Ist das Mißverhältnis besonders groß, so ist allein deswegen der Schluß auf bewußte oder grob fahrlässige Ausnutzung irgendeines den Vertragspartner in seiner Entscheidungsfreiheit beeinträchtigenden Umstandes und damit auf eine verwerfliche Gesinnung zulässig (Senatsurt. v. 18. Januar 1980, V ZR 34/78, WM 1980, 597 m.w.N.; v. 30. Januar 1981, V ZR 7/80, WM 1981, 404, 405; v. 5. Juni 1981, V ZR 80/80, WM 1981, 1050, 1051; BGH, Urt. v. 26. November 1997, VIII ZR 322/96, NJW-RR 1998, 1065, 1066 m.w.N.).
2. Diese Grundsätze verkennt auch das Berufungsgericht nicht. Rechtsfehlerhaft ist indes die Annahme, ein besonders grobes Mißverhältnis sei vorliegend nicht gegeben. Hiervon ist nach der ständigen Senatsrechtsprechung auszugehen, wenn der Wert der Leistung „knapp doppelt so hoch” ist wie der Wert der Gegenleistung (vgl. Urt. v. 8. November 1991, V ZR 260/90, NJW 1992, 899, 900; v. 25. Februar 1994, V ZR 63/93, NJW 1994, 1344, 1347; ebenso BGH, Urt. v. 26. November 1997, VIII ZR 322/96, NJW-RR 1998, 1065, 1066 m.w.N.). So hat der Senat ein solches Mißverhältnis z.B. bei folgenden Relationen bejaht: 45.000 DM zu 80.000 DM (Urt. v. 18. Januar 1980, V ZR 34/78, WM 1980, 597), ca. 165.000 DM zu 300.000 DM (Urt. v. 30. März 1984, V ZR 61/83, WM 1984, 874), 220.000 DM zu 400.000 DM (Urt. v. 18. Januar 1991, V ZR 171/89, NJW-RR 1991, 589). Gemessen daran ist hier ein besonders grobes Mißverhältnis zu bejahen, und zwar schon dann, wenn man zugrunde legt, daß der Wert des Erbbaurechts zum Zeitpunkt des Rechtsgeschäfts 350.000 DM betrug. Diese Wertfeststellung, die das Berufungsgericht mit Hilfe des Sachverständigen getroffen hat, leidet im übrigen darunter, daß sie von der unzutreffenden, vom Berufungsgericht dem Sachverständigen vorgegebenen Annahme ausgeht, daß der Freistaat Bayern ein konkretes Angebot auf Verlängerung des Erbbaurechts bis 2056 abgegeben habe.

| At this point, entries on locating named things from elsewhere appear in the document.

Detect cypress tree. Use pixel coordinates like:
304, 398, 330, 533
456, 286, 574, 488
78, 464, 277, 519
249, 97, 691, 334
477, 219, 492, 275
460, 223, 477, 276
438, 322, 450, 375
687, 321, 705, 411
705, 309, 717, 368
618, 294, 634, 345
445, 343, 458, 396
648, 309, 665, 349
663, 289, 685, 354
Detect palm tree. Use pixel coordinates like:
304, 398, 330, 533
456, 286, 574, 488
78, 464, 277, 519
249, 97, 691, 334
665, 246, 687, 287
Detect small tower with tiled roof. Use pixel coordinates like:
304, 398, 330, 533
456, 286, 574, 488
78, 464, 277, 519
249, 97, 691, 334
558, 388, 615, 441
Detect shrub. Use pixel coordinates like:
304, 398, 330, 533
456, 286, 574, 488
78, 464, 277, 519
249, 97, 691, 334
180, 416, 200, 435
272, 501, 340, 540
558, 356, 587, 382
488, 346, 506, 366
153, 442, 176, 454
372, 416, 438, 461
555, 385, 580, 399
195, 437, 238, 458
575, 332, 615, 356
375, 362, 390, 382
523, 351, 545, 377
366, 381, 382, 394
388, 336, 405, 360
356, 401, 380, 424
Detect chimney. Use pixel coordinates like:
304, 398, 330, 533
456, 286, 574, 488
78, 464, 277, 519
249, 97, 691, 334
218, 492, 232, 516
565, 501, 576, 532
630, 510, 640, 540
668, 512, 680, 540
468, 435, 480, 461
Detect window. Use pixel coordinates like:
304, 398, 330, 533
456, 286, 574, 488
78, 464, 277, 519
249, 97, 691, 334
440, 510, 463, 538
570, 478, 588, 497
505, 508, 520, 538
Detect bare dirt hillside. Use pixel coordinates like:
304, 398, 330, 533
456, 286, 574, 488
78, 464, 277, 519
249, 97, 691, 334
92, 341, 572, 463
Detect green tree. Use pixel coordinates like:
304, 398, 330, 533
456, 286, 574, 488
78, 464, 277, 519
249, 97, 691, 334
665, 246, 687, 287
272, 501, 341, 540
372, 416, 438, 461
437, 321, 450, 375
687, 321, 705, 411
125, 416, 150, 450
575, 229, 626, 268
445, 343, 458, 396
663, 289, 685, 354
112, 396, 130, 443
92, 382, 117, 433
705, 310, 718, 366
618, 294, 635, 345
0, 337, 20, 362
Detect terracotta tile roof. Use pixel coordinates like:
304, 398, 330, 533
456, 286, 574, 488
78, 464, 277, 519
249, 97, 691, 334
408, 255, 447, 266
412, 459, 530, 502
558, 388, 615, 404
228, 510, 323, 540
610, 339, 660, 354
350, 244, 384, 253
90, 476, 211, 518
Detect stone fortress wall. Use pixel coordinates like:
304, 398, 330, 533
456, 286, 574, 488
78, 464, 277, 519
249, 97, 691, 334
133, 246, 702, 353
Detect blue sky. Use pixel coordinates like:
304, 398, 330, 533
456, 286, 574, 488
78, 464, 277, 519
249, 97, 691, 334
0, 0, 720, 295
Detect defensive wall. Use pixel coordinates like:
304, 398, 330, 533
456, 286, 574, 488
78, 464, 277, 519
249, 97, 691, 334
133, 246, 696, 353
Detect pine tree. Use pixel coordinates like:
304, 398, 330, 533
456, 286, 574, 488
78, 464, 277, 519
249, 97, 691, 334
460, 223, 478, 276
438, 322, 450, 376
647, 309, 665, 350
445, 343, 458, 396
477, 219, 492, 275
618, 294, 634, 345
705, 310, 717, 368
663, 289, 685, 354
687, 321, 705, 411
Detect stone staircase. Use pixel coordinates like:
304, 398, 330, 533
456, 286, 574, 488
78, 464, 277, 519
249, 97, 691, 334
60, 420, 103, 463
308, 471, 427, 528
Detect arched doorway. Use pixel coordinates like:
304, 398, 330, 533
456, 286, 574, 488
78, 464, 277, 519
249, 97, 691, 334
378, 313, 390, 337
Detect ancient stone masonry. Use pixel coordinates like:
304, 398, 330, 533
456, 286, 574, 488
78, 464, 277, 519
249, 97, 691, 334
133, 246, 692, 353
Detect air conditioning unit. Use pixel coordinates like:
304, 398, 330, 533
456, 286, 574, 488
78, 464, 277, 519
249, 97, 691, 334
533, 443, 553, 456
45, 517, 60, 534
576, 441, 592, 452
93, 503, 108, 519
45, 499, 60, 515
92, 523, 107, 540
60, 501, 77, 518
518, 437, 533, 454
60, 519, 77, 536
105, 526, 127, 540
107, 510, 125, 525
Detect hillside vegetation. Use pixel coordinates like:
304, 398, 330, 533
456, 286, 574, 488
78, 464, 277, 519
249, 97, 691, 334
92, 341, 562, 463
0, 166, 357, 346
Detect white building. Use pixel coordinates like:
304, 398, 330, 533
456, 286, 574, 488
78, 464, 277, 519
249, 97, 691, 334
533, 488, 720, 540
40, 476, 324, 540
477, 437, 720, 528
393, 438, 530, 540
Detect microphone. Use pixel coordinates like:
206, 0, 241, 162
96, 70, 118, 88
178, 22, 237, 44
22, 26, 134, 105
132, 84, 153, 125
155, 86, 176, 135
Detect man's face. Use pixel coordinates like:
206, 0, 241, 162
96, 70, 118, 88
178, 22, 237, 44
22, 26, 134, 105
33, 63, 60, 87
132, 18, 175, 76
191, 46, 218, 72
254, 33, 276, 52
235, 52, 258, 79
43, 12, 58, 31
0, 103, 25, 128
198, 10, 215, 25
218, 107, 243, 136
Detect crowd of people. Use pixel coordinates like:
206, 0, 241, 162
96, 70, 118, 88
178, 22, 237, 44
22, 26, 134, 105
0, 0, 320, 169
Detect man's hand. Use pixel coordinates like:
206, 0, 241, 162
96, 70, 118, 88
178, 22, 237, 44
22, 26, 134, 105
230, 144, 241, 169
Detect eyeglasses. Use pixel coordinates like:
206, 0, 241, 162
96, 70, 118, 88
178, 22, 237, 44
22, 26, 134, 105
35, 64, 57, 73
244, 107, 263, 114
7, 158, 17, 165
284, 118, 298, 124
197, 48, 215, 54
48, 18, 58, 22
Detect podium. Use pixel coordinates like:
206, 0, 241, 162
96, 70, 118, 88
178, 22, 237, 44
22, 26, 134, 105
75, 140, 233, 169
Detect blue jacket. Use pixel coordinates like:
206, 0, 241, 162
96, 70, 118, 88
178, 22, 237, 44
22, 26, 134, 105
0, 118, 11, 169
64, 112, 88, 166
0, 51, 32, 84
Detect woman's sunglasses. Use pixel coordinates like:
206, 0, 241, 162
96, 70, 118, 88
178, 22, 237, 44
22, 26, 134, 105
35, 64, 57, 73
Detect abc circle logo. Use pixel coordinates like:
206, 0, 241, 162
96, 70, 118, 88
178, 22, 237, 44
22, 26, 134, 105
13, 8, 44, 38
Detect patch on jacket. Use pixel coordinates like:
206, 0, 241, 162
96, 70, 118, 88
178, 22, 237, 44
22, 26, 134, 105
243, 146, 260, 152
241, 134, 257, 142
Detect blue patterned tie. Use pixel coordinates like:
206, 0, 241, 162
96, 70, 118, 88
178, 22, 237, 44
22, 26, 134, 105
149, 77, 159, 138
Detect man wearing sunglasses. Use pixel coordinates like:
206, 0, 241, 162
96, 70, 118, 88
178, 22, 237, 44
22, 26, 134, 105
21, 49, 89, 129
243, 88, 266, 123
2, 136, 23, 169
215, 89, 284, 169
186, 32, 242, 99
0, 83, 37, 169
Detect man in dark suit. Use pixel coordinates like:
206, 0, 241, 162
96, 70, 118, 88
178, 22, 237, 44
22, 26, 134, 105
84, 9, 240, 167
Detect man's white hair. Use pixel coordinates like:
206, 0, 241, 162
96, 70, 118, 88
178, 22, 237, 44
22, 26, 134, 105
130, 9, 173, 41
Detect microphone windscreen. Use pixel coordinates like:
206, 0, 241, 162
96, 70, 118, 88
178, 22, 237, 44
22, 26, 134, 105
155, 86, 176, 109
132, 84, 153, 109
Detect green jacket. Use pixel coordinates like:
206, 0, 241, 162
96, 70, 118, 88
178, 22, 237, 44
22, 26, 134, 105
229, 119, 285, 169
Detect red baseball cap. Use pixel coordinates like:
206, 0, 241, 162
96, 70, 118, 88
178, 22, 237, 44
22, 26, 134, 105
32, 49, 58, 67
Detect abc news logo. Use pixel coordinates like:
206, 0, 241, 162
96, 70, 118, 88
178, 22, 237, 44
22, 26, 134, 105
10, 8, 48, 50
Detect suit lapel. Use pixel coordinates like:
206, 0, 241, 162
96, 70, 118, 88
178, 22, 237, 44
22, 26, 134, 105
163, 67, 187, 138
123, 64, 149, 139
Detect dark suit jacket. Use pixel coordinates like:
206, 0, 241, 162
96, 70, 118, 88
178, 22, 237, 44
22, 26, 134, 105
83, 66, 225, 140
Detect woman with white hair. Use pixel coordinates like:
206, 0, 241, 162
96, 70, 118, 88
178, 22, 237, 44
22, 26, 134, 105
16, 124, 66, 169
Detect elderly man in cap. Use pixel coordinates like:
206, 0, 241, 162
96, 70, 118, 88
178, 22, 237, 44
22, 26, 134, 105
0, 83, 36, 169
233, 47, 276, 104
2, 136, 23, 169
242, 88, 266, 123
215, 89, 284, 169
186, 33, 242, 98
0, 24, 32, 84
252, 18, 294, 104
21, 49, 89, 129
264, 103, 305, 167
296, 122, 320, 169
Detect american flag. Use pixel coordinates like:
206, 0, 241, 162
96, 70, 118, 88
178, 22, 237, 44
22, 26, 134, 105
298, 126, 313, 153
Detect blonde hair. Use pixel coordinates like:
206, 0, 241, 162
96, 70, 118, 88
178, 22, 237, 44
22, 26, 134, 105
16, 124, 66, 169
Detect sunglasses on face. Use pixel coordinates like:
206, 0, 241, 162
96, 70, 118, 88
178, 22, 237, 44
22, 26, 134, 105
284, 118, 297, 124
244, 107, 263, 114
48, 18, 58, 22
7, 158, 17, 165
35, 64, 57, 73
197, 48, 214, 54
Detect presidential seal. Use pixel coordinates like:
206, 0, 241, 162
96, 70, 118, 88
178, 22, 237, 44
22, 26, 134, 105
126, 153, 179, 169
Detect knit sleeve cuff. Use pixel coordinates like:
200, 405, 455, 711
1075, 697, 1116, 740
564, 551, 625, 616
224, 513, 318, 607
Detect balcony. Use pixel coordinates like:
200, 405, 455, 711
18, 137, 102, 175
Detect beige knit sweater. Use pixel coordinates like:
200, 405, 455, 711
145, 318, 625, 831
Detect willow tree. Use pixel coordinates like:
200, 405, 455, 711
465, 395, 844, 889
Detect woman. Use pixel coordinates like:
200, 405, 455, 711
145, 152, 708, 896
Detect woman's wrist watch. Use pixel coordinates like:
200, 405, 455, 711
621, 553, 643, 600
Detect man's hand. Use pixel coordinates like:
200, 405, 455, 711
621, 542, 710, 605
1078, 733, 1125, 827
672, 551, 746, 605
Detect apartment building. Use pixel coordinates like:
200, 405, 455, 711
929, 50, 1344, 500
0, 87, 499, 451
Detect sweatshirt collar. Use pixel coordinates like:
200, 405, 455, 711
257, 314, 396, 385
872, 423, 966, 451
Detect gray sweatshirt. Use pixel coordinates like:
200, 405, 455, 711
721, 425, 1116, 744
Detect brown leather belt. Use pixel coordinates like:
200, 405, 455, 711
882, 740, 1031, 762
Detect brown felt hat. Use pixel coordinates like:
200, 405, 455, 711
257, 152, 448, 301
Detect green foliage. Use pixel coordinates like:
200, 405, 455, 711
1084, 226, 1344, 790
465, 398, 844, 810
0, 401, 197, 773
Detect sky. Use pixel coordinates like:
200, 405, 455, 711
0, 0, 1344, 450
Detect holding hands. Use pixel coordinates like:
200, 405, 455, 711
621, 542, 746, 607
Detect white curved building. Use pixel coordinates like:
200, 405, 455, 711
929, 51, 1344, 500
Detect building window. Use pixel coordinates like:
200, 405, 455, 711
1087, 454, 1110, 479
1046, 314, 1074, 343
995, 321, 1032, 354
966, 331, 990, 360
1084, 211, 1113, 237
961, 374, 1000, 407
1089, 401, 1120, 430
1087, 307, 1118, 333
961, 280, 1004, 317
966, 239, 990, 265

Ein solches Angebot hat der Freistaat erst zu einem späteren, nach dem Vertragsschluß liegenden Zeitpunkt gemacht. Die Unsicherheit hinsichtlich der Laufzeit, die bei Vertragsschluß noch bestand, läßt erwarten, daß der Wert zu hoch bemessen wurde, so daß das Mißverhältnis in Wahrheit noch krasser ausfällt.
Im Falle eines besonders groben Mißverhältnisses ist der Schluß auf eine bewußte oder doch grob fahrlässige Ausnutzung eines den Vertragsgegner in seiner Entscheidungsfreiheit beeinträchtigenden Umstandes allerdings nicht unumstößlich, sondern nur im Rahmen tatrichterlicher Würdigung zulässig. Ob es sich dabei um einen Anscheinsbeweis handelt, worauf hindeutet, daß in der höchstrichterlichen Rechtsprechung häufig von einem „zwingend naheliegenden” Schluß die Rede ist (z.B. RGZ 150, 1, 6; Senat, Urt. v. 14. Juli 1969, VIII ZR 245/67, NJW 1969, 1255, 1256; Palandt/Heinrichs, BGB, 59. Aufl., § 138 Rdn. 34 a, spricht von einer tatsächlichen Vermutung, die im Ergebnis dem Anscheinsbeweis entsprechen kann, vgl. MünchKomm-ZPO/Prütting, § 292 Rdn. 23; Stein/Jonas/Leipold, ZPO, 21. Aufl., § 286 Rdn. 97 mit Fn. 271), oder ob das besonders grobe Mißverhältnis lediglich ein – allerdings gewichtiges – Indiz darstellt (so wohl Senat, Urt. v. 30. Januar 1981, V ZR 7/80, WM 1981, 404, 405), spielt keine Rolle. Jedenfalls beruht der Schluß auf einer Lebenserfahrung, daß in der Regel außergewöhnliche Leistungen nicht ohne Grund zugestanden werden und daß der Begünstigte diese Erfahrung teilt (Senat, Urt. v. 21. März 1997, V ZR 355/95, WM 1997, 1155). Infolgedessen können besondere Umstände des Geschäfts, die einer solchen Lebenserfahrung entgegenstehen, dazu führen, daß trotz eines besonders groben Mißverhältnisses zwischen Leistung und Gegenleistung eine verwerfliche Gesinnung des Begünstigten zu verneinen ist (Senat aaO).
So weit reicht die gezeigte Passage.